Graceful Shutdown in Node.js: Stop Killing Your Users' Requests
Your Node.js server gets SIGTERM, immediately dies, and 47 users get 502 errors. Here's how to shut down properly in production.
Graceful Shutdown in Node.js: Stop Killing Your Users’ Requests
I once deployed a hotfix to production and watched our error rate spike to 12% for thirty seconds. The fix itself was fine. The problem was the deployment. Every time a container was replaced, in-flight requests got terminated. Users got 502s. WebSocket connections dropped. A background job processing a payment was killed mid-transaction.

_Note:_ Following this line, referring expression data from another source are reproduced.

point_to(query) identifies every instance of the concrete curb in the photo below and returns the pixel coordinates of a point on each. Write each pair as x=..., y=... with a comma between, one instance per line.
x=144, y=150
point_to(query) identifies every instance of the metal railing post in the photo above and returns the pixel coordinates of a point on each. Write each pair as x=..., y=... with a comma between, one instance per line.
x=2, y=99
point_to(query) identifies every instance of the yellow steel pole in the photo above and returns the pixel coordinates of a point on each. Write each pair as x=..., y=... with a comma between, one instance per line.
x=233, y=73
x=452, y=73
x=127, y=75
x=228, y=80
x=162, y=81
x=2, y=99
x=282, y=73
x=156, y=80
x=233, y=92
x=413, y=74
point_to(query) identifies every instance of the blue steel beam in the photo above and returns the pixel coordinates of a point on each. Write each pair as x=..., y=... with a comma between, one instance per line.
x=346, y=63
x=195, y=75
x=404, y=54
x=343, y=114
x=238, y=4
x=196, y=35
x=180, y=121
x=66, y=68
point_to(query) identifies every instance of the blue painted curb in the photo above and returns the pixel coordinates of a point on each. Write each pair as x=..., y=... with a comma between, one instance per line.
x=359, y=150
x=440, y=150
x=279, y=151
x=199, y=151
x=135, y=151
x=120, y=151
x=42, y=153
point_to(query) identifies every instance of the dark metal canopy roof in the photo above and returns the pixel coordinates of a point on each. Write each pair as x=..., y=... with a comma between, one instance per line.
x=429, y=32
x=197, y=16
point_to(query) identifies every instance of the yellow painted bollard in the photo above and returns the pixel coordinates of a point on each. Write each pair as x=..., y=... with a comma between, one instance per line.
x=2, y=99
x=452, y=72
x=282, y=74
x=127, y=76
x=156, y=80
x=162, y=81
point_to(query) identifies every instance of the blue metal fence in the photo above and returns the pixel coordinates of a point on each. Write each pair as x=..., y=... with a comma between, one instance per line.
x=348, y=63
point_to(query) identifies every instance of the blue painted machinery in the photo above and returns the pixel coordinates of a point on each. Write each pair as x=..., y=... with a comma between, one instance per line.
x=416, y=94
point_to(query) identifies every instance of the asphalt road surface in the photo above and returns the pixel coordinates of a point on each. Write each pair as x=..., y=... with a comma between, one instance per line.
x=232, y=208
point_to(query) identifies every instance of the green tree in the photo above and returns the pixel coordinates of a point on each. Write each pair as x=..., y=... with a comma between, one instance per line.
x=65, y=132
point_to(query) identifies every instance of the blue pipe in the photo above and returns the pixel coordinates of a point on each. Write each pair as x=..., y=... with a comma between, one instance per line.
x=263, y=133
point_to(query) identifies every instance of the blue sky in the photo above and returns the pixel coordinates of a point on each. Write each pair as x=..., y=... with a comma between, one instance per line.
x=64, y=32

All of this was preventable.
What Happens When Your Process Dies
When Kubernetes (or Docker, or systemd) wants to stop your process, it sends SIGTERM. If your process does not exit within a grace period (default 30 seconds in Kubernetes), it sends SIGKILL. You cannot catch or handle SIGKILL.
If you have no signal handling, Node.js exits immediately on SIGTERM. Every in-flight HTTP request gets a TCP reset. Every database transaction is left in an undefined state. Every WebSocket client gets disconnected without a close frame.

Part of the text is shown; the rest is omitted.